Portugal já não é dos países da Europa com mais emigração. Números revelam saída de 70 mil nacionais em 2023
A emigração portuguesa já não se encontra entre as mais elevadas da Europa em números absolutos, sendo ultrapassada por países como a Roménia, Itália e Polónia. Em 2023, cerca de 70 mil portugueses emigraram, um número significativamente inferior ao registado há uma década, quando, em 2013, saíram do país 110 mil pessoas. No entanto, quando se analisa a proporção da população total emigrada, Portugal mantém-se no topo da lista europeia, com cerca de 20% da sua população a viver no estrangeiro.
Os dados foram divulgados no âmbito do novo Portal da Emigração Europeia, uma plataforma criada pelo Observatório da Emigração, que será oficialmente lançada esta quinta-feira, numa conferência no Iscte – Instituto Universitário de Lisboa. A iniciativa permitirá uma comparação mais abrangente e detalhada dos fluxos migratórios dentro do espaço europeu, cobrindo todas as nacionalidades e destinos dentro da Europa.

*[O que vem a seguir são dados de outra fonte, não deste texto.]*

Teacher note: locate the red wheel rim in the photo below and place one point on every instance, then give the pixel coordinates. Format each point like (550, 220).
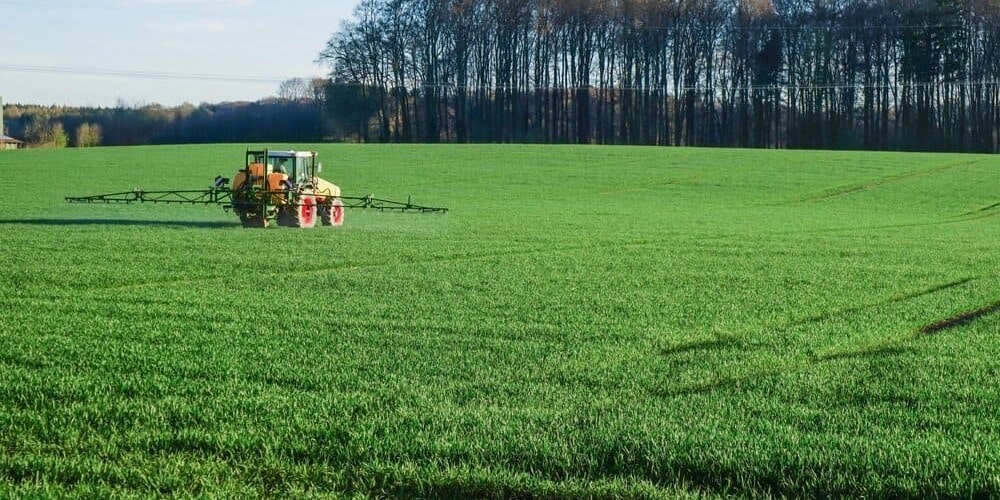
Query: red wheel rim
(308, 210)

Até agora, as estatísticas migratórias estavam essencialmente focadas na imigração – ou seja, no número de pessoas que entram em determinado país. O novo portal reverte essa lógica e contabiliza as saídas, permitindo um retrato mais realista da mobilidade europeia. “Fomos fazer a contabilização na perspetiva de quem sai e não na perspetiva da imigração, porque isso já existe”, explica Cláudia Pereira, coordenadora do Observatório da Emigração e ex-secretária de Estado da Integração e das Migrações (2019-2022), em declarações ao jornal Público.

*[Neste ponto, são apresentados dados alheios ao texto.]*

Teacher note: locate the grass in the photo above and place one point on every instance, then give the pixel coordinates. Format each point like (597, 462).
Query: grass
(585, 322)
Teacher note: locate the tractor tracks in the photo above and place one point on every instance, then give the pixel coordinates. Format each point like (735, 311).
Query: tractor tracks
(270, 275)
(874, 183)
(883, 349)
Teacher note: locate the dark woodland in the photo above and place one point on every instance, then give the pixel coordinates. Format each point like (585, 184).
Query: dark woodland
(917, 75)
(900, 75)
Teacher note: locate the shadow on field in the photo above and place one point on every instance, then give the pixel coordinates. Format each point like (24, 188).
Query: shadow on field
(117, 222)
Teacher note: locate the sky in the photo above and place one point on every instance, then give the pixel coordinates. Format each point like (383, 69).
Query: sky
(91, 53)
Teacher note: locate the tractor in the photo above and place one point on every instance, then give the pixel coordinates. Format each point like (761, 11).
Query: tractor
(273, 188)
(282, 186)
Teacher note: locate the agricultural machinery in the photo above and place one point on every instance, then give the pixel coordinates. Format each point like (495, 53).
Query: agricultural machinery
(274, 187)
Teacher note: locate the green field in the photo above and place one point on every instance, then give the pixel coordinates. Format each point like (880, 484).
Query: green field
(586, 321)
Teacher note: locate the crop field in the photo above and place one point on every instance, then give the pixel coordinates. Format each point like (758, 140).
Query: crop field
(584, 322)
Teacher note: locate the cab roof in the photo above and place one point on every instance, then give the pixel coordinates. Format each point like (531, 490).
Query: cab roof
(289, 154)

Desta forma, é agora possível analisar o fluxo de emigrantes de 31 países – os 27 da União Europeia, mais o Reino Unido, Suíça, Noruega e Islândia. Entre os que mais emigraram em 2023 destacam-se a Roménia (225 mil emigrantes), Itália (125 mil) e Polónia (110 mil). O portal também permite identificar os destinos mais procurados dentro da União Europeia, sendo a Alemanha e a Espanha os países que receberam maior número de emigrantes romenos, italianos e polacos.
Os dados do novo portal podem ser complementados com informações do Eurostat, que abrangem tanto a Europa como o resto do mundo. As estatísticas indicam que 10% dos emigrantes europeus vivem fora da Europa, enquanto 4% (cerca de 18 milhões de pessoas) residem noutros países europeus. “É nestes 18 milhões que nos estamos a focar. E podemos concluir que todos os países têm aumentado a sua emigração nos últimos dez anos”, sublinha Cláudia Pereira.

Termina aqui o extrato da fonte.